Tarde de Jueves Santo. Celebramos la Cena del Señor y del Esposo, Cena de Pascua y de adiós. Cena que proyecta su misterio hasta el Calvario, hasta la victoria de la resurrección, hasta la vida de la Iglesia a través de los tiempos, hasta que Él vuelva. Una vez más sentimos la verdad del misterio que se renueva, de los dones que Cristo nos ha preparado para siempre. Y el Jueves Santo se inscribe no en el pasado de aquel año en que Jesús murió, sino en la perenne presencia de un misterio que da sentido a nuestra vida.

Tres son los dones que Jesús nos dejó en la noche del Jueves Santo y que son nuestra riqueza hasta que ÉL vuelva.

El primero es el de la Eucaristía. Pan y vino en sus manos que se transforman y se nos entregan como su Cuerpo y Sangre, memorial de su pasión y por lo tanto presencia, ofrenda sacrificial y banquete de comunión. La Iglesia vive de la Eucaristía y en ella expresa la plenitud de su ser. La Eucaristía, Cristo en la Eucaristía, construye su Iglesia. Así, en encuentro profundo de dos realidades: la miseria humana, que confiesa con temblor el misterio único del Amor, y el insondable Amor de Dios, que se nos entrega en la Eucaristía, para que tengamos vida.

Hay otro don que está en función de la Eucaristía y de sus efectos salvadores, el sacramento del Orden sacerdotal. Aquella tarde de Jueves Santo Jesús constituyó sacerdotes a los apóstoles, los capacitó para hacer presente el misterio mismo de su Pascua: “Haced esto en memoria mía”, les dijo Jesús. Era un don, una gracia, al servicio de esa Presencia, que sólo en su Nombre se puede evocar y actualizar. Por eso el sacerdote se siente vinculado a la Eucaristía, a su servicio; y es un hombre de corazón eucarístico, marcado por su servicio en favor del pueblo de Dios. En estos tiempos, difíciles para el sacerdocio católico, hemos de orar con verdadera insistencia por la santidad sacerdotal. Pedir al Señor que dé a su Iglesia sacerdotes santos; que los sacerdotes conviertan sus vidas en servicio eucarístico, para ofrecer a Dios y dar el pan de la vida, y el perdón, y la palabra. Hombres auténticos, sacerdotes de Cristo, sin máscaras, ni dobleces, ni infidelidades.

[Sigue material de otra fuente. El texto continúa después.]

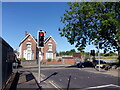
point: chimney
(26, 33)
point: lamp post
(40, 45)
(99, 55)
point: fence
(6, 59)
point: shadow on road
(29, 77)
(72, 66)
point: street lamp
(99, 55)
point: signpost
(99, 56)
(40, 45)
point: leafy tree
(92, 23)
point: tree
(95, 23)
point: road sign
(41, 35)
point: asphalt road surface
(80, 79)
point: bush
(22, 59)
(59, 60)
(49, 60)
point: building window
(49, 47)
(28, 46)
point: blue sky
(28, 16)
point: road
(80, 79)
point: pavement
(25, 79)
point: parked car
(85, 64)
(96, 63)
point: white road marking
(56, 86)
(103, 86)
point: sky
(18, 17)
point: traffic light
(92, 52)
(41, 39)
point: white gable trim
(49, 38)
(27, 37)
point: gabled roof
(26, 38)
(49, 38)
(46, 40)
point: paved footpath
(26, 79)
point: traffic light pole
(99, 56)
(39, 59)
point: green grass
(108, 57)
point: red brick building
(29, 50)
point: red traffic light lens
(41, 34)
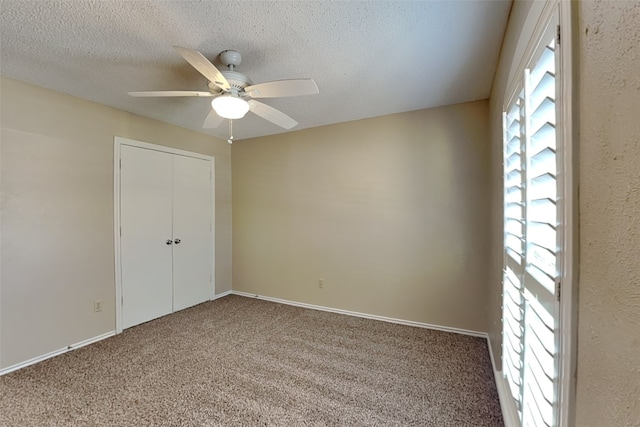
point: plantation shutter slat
(531, 236)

Y el tercer don es el mandamiento nuevo del amor. Tan nuevo que lo estrenó Jesús; tan original que lo hizo típicamente suyo. Y le dio la medida máxima, que es el amor sin medida, hasta dar la vida por nosotros. Nos reveló un estilo de vida, un signo evidente de nuestra vinculación a ÉL. Lo proclamó santo y seña de sus discípulos. Un amor que viene de la Eucaristía, por imitación en la entrega y por la efusión de su Espíritu, sin el cual no seríamos capaces de amar.

Por eso cada Jueves Santo se estremece la Iglesia ante el misterio del don de la entrega de Jesucristo, en la Eucaristía, en el sacerdocio, en el mandamiento nuevo y la inmensa responsabilidad de responderle con fidelidad.